I’m not really sure where to start with this book. It’s in that category of “classics that everyone should read” and having finally read it, I agree. It’s really, really, really good. It’s a hard read at times – it takes you right into the antebellum south and the heart of slavery. It’s actually set in Maryland, which is a little jarring for me – in today’s political climate, Maryland isn’t really considered part of “the south” – it’s far more liberal than most of the south. A blue state, where those are all red. But it WAS a slave state. It is below the Mason-Dixon line, and reading the wiki, slavery was actually legal here longer than it was in the south. (Mostly because the Emancipation Proclamation only covered the Confederate States, not the slave-holding Union states of Delaware, Kentucky, Missouri, and Maryland. That’s screwed up. You can’t have slaves, but it’s totally cool that the people that fought for us still keep them?)

So Kindred is set mostly in pre-Civil War Maryland, with a few scenes in modern-day California. The mystery of how Dana time-travels is never explained – but it doesn’t really need to be. That’s not the point of the story. The point of the story is a modern-day black woman transplanted to the antebellum south and learning to understand slavery in a very intimate manner. Dana mentions a couple of times how easy it is to forget that she has another life – that’s she’s a free black woman from the future – because the way they keep slaves in line doesn’t give you time to think past the present. You work too hard to think of the future, and if you don’t, all you can think about is the pain from your punishment for not working hard enough.

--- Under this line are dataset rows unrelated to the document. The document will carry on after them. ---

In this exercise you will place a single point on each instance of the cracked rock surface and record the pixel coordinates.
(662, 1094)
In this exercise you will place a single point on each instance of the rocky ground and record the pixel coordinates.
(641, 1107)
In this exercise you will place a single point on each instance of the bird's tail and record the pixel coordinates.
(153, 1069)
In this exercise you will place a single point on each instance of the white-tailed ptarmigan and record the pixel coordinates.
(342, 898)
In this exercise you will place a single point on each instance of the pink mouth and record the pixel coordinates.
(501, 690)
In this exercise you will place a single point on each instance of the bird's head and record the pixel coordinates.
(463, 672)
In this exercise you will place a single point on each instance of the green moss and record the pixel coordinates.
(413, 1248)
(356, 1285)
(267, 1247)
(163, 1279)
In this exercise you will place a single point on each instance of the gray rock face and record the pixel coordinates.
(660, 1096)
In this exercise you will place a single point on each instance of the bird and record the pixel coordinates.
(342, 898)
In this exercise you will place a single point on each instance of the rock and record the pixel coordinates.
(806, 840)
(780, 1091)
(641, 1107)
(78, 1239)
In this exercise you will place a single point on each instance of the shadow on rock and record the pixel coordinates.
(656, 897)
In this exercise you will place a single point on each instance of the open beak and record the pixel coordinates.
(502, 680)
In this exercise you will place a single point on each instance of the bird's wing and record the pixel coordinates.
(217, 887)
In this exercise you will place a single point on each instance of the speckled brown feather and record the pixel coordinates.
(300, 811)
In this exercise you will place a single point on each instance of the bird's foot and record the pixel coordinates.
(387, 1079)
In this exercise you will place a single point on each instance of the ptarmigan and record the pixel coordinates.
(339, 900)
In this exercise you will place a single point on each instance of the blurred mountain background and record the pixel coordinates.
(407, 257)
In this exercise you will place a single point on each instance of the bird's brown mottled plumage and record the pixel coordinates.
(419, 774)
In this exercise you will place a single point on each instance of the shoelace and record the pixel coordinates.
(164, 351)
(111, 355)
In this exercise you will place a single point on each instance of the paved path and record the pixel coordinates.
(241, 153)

The book is a very visceral portrayal of a somewhat pampered slave’s life – she’s not a field hand, her masters are what passes for “kind.” Dana’s fellow slaves live in fear of being sold down south to Mississippi – they know Maryland is better. As hard as some of the scenes are to read, the book explicitly says it could be harder.

The conflict Dana feels between rescuing her white, slave-owning ancestor again and again, and standing back and letting nature take its course (but dooming herself) is one of the central points of the book. It’s a moral quandary that she never really answers.

Ultimately, there’s no way to do this book justice in a review. I think it should be required high school reading. More than that, I think it should be required reading for white people. And if you haven’t read it yet, you should. I knew on an intellectual level what slaves went through – but this book doesn’t look at it from a distance. It doesn’t divorce the reader from the violence. It puts the reader right there in the dirt of the yard with the whip exploding across Dana’s back.

I think it took me so long to get around to this book because it IS a classic. And so many classics I was forced to read in school were boring and dry and hard to read. I’m starting to find that some are classics because they’re just that good. Good and necessary and written about critically important topics. Kindred is one of them.

From the cover of Kindred:

Dana, a modern black woman, is celebrating her twenty-sixth birthday with her new husband when she is snatched abruptly from her home in California and transported to the antebellum South. Rufus, the white son of a plantation owner, is drowning, and Dana has been summoned to save him. Dana is drawn back repeatedly through time to the slave quarters, and each time the stay grows longer, more arduous, and more dangerous until it is uncertain whether or not Dana’s life will end, long before it has a chance to begin.